I think about it all the time. After you finish college, us traveling. Brazil. India.

I smile. Let my questions fade

to haze and hope.

Greece, I say sleepily. Mount Olympus.

The world is here in this bed with us, continents quilted together, the cosmos tucked against the headboard.

His finger traces my wrist, a figure skater flying in lazy figure eights. Venice. A room this size that smells like the sea. Alaska. Lit candles, and fighting off an eighteen-hour night.

The Great Wall, I say. Stonehenge. The Sydney Opera House.

He kisses me. The moon. Again, he kisses me. The moon.


Wednesday morning dawns. The air is as chill and damp as drying tears, Autumn’s last battle. (Smells like brittle sap and old fires and cold sun.) That sun in the sky is a dream, when I leave him, when I head home.

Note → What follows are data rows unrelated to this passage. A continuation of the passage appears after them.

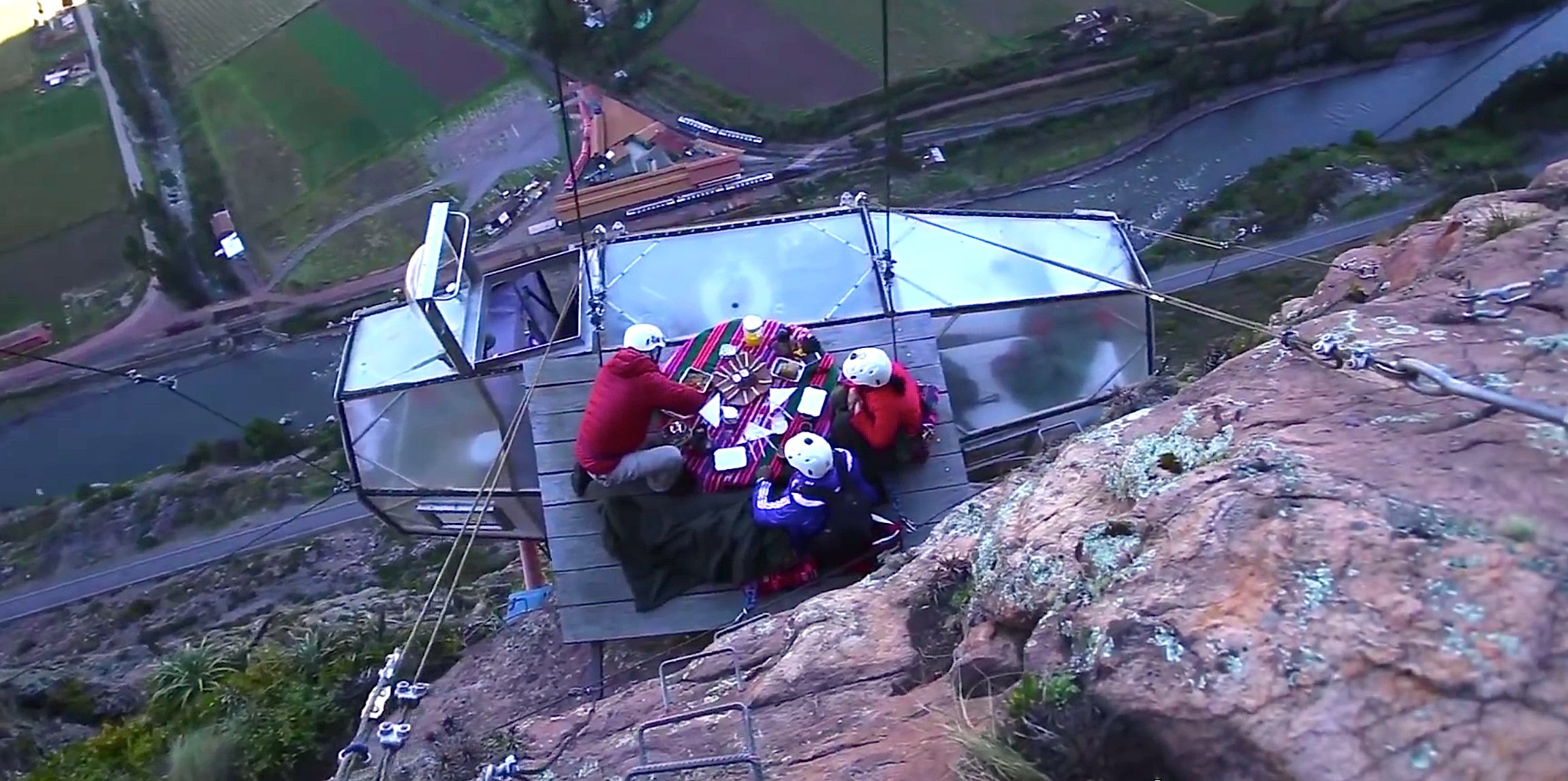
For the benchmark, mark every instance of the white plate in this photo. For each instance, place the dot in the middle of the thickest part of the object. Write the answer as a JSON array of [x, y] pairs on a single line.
[[778, 422], [811, 402], [730, 458]]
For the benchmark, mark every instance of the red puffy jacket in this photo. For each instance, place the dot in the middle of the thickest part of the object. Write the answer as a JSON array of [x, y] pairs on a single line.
[[625, 397], [890, 410]]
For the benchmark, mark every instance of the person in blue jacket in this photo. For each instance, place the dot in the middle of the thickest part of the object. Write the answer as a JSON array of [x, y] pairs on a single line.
[[827, 493]]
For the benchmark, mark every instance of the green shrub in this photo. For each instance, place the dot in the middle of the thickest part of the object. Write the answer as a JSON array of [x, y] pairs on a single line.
[[275, 714]]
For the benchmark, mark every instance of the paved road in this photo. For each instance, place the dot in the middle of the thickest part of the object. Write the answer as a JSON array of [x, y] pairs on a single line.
[[21, 603], [127, 151], [1195, 273]]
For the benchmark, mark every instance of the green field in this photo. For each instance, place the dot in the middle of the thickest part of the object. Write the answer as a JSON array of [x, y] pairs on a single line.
[[65, 193], [203, 33], [922, 33], [16, 49], [297, 113]]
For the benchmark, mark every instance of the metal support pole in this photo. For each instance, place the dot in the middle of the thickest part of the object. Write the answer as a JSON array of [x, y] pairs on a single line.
[[532, 564]]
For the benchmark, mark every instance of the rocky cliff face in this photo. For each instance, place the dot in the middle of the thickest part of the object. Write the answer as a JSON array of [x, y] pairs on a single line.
[[1285, 573]]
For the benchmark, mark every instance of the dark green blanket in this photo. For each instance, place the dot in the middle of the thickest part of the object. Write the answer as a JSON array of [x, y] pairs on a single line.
[[668, 546]]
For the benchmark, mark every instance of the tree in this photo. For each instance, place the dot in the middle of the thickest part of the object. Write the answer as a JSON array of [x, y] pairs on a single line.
[[557, 30], [268, 440], [137, 256]]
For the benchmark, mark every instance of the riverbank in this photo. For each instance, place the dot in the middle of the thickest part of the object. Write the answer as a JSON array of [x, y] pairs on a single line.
[[1061, 151], [1233, 99], [1515, 127]]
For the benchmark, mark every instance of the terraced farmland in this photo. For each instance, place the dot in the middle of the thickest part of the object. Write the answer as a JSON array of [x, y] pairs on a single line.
[[203, 33]]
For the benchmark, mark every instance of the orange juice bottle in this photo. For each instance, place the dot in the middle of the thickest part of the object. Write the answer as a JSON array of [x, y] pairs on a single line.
[[751, 327]]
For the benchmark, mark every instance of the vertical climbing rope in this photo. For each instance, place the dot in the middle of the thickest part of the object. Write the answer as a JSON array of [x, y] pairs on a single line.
[[571, 178], [885, 251]]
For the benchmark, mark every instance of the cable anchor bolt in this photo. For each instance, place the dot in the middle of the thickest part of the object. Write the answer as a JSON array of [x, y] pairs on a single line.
[[1327, 345], [392, 736], [355, 748], [409, 694], [390, 669]]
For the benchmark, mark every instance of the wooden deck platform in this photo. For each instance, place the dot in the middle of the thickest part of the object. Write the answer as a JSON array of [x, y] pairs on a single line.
[[590, 590]]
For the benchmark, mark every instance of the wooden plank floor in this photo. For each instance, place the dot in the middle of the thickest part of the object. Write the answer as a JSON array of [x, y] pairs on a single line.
[[590, 590]]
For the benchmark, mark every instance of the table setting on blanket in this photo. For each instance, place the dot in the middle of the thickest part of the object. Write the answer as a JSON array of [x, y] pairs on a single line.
[[764, 386]]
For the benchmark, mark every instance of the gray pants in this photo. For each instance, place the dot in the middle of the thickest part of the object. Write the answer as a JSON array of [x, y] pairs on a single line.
[[661, 466]]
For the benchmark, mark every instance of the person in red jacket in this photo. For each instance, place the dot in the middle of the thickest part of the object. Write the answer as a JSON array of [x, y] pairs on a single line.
[[877, 408], [625, 397]]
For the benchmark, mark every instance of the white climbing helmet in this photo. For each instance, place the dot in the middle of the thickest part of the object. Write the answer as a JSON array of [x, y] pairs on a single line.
[[868, 366], [645, 338], [809, 453]]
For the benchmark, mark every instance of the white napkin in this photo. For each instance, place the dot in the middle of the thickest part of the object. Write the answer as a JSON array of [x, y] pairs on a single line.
[[728, 458], [778, 421], [778, 396], [811, 402], [710, 410]]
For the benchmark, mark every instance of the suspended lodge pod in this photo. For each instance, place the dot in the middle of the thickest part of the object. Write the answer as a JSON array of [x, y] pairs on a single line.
[[987, 306]]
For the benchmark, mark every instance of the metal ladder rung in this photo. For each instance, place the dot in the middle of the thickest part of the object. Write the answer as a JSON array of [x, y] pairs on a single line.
[[697, 764]]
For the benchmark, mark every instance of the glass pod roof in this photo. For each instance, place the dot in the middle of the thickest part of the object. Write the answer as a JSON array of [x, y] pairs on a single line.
[[819, 267]]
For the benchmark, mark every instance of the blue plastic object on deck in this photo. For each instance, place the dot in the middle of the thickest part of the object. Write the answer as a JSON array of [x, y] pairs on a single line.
[[521, 603]]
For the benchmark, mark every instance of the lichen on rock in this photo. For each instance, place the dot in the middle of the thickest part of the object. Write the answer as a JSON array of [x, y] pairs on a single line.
[[1156, 460]]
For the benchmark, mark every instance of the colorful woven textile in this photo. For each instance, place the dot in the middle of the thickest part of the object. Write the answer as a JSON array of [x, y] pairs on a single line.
[[764, 457]]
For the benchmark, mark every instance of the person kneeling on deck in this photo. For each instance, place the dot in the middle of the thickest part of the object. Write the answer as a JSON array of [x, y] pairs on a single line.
[[827, 511], [626, 394], [879, 413]]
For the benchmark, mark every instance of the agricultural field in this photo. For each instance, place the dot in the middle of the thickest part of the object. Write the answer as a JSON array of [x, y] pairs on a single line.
[[803, 54], [922, 35], [66, 236], [309, 123], [16, 48], [203, 33], [780, 61]]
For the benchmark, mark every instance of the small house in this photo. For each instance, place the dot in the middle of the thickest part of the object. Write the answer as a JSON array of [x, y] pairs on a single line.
[[460, 402], [27, 339], [230, 244]]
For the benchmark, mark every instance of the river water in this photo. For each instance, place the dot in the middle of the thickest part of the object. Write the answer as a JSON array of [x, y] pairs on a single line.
[[1195, 162], [126, 430]]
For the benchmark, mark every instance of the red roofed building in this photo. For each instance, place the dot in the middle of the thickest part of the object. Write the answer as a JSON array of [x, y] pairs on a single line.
[[672, 142]]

I push the oaken door, built to loom;

my feet on the hardwood are parcels of potpourri, featherlight and inconsequential.

I grab my backpack and stop in the foyer. My parents have materialized on the steps.

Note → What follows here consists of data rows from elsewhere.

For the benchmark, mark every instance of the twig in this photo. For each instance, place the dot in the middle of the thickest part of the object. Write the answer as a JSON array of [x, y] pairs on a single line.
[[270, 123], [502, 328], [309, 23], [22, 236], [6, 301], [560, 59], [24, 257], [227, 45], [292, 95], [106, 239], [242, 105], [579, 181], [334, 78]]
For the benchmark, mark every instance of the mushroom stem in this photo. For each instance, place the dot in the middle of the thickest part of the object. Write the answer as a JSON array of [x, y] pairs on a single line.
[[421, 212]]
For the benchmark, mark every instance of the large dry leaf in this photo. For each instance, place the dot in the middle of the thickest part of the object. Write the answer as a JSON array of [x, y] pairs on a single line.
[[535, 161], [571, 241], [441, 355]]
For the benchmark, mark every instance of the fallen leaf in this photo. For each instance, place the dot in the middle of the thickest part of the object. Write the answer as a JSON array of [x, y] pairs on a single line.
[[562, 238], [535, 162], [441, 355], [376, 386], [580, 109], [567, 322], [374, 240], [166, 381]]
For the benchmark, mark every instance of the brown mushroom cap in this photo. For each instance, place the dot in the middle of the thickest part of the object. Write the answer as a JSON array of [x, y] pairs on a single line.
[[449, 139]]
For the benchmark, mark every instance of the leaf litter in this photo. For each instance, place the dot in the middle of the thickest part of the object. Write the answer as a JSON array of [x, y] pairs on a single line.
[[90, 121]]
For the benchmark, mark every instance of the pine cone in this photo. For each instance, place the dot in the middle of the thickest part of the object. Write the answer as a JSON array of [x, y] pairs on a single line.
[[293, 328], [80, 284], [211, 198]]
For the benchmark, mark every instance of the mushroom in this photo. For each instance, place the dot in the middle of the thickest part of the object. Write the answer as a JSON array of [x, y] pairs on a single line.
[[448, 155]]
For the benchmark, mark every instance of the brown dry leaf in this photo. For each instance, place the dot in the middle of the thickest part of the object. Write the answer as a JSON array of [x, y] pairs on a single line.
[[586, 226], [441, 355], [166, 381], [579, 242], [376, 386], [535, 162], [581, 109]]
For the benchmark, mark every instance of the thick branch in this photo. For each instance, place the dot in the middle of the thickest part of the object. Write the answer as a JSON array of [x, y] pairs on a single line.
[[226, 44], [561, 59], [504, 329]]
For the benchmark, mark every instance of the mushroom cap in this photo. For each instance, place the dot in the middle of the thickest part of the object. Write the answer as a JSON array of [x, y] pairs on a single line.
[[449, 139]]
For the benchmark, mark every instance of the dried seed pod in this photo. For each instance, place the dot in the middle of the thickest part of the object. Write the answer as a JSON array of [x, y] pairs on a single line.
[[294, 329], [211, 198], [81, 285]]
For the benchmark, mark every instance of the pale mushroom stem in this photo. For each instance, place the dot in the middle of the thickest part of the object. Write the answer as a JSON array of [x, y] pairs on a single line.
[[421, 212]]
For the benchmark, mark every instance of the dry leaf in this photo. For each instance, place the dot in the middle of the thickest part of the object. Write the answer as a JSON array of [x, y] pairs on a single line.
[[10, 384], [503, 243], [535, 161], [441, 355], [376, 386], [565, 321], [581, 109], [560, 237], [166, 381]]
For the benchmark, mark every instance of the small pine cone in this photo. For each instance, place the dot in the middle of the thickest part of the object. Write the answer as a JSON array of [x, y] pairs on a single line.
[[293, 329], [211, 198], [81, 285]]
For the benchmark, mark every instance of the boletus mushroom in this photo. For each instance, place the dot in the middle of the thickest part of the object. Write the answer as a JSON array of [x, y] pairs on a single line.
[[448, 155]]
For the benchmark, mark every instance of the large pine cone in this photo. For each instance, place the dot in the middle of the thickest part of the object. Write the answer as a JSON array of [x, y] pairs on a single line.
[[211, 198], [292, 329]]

They stand like stone sentries,

unfamiliar rubies set in their eyes.

My father: Juniper, sweetheart, we need to talk.

But I need to go to school.

My mother: You left your change of clothes here last night. So I called Olivia’s house.

I turn to ice limb by limb. I . . . it’s . . . I’ll explain after school.

Juniper—

After. I turn on my heel. I totter out. Shell-shocked.

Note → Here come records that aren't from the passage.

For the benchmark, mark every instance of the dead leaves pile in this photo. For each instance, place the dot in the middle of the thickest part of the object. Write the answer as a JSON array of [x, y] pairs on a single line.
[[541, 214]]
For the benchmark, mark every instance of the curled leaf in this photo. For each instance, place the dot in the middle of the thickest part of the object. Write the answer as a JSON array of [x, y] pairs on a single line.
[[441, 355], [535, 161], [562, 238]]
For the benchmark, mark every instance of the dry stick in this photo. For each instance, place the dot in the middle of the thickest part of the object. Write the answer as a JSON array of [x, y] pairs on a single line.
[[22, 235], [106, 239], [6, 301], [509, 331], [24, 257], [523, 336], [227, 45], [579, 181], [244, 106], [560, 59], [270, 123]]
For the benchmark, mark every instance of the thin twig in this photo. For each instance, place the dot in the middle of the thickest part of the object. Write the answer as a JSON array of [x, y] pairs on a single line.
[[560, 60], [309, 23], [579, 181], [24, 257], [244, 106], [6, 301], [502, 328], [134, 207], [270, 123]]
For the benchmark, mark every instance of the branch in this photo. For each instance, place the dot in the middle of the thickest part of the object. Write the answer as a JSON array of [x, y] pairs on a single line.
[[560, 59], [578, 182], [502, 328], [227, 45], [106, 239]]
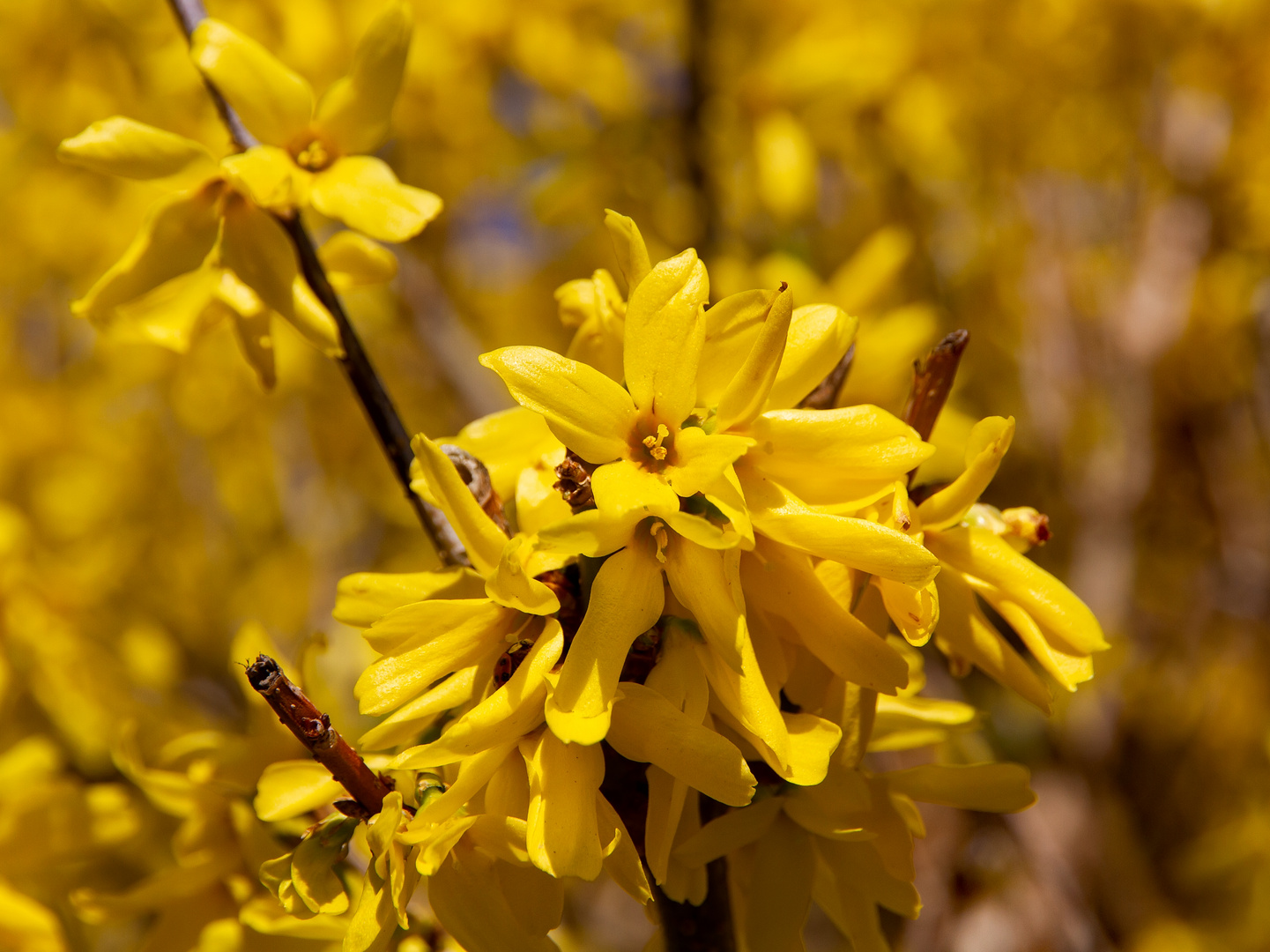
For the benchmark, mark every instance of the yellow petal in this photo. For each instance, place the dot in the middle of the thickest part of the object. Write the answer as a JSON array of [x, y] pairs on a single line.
[[748, 390], [590, 532], [311, 319], [588, 412], [915, 612], [365, 193], [997, 788], [648, 728], [354, 111], [629, 246], [417, 623], [733, 325], [538, 502], [290, 788], [625, 492], [621, 857], [747, 699], [627, 599], [812, 742], [175, 238], [397, 679], [729, 833], [441, 840], [256, 249], [858, 869], [270, 177], [374, 920], [858, 543], [665, 799], [910, 722], [480, 537], [363, 598], [409, 721], [700, 459], [170, 316], [985, 555], [1068, 669], [826, 457], [353, 261], [512, 710], [870, 271], [274, 103], [256, 342], [511, 586], [474, 773], [832, 808], [597, 309], [967, 633], [700, 581], [563, 833], [783, 583], [665, 331], [535, 896], [311, 867], [507, 442], [987, 446], [818, 337], [468, 899], [123, 146], [780, 888]]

Three periods’ worth of thought gets me nowhere. They noticed. They’re asking, finally.

Will I push them away? Cocoon myself in lies again?

In the hall between classes, I pass the door to his room. I glance in, see his fingers wringing clouds of dust out of the chalkboard.

He catches my eye for the briefest second.

Some hand is at my throat,

choking off all sound, all breath, all air.

It should be branded on my forehead—I’m going to tell them—hideous, fiery letters.

I continue down the hall, gaining momentum as I go.





ON WEDNESDAY, IT RAINS AND RAINS. I CAN’T FOCUS in any of my classes, watching the droplets trickle down the windowpanes. I’ve hardly slept since the rumors broke on Monday about Lucas. Of course I can’t turn Juniper in, but what am I supposed to do, knowing that’s a lie? Lucas doesn’t deserve that. Even Norman, douchebag of the century, doesn’t deserve that.

García has avoided my eyes all week, and I keep busy trying not to imagine Juniper at his side. They’d be an unbearably photogenic couple, which makes it about eight times weirder. I don’t think of teachers as having relationships, even friendships. In my mind, they exist in their own space: that twenty-foot stretch at the front of the room, where they’re omniscient and all-powerful, where they rule our miserable lives. Everywhere else, they do not exist.

But since Sunday night, I’ve been thinking: what would it be like to talk to García as if he were our age? Talking about our lives and our interests and the future? It would be so weird, seeing him through that lens.

Though I guess since Juniper dropped his class, she doesn’t know him through the omniscient teacher-lens. And that, more than anything, reassures me.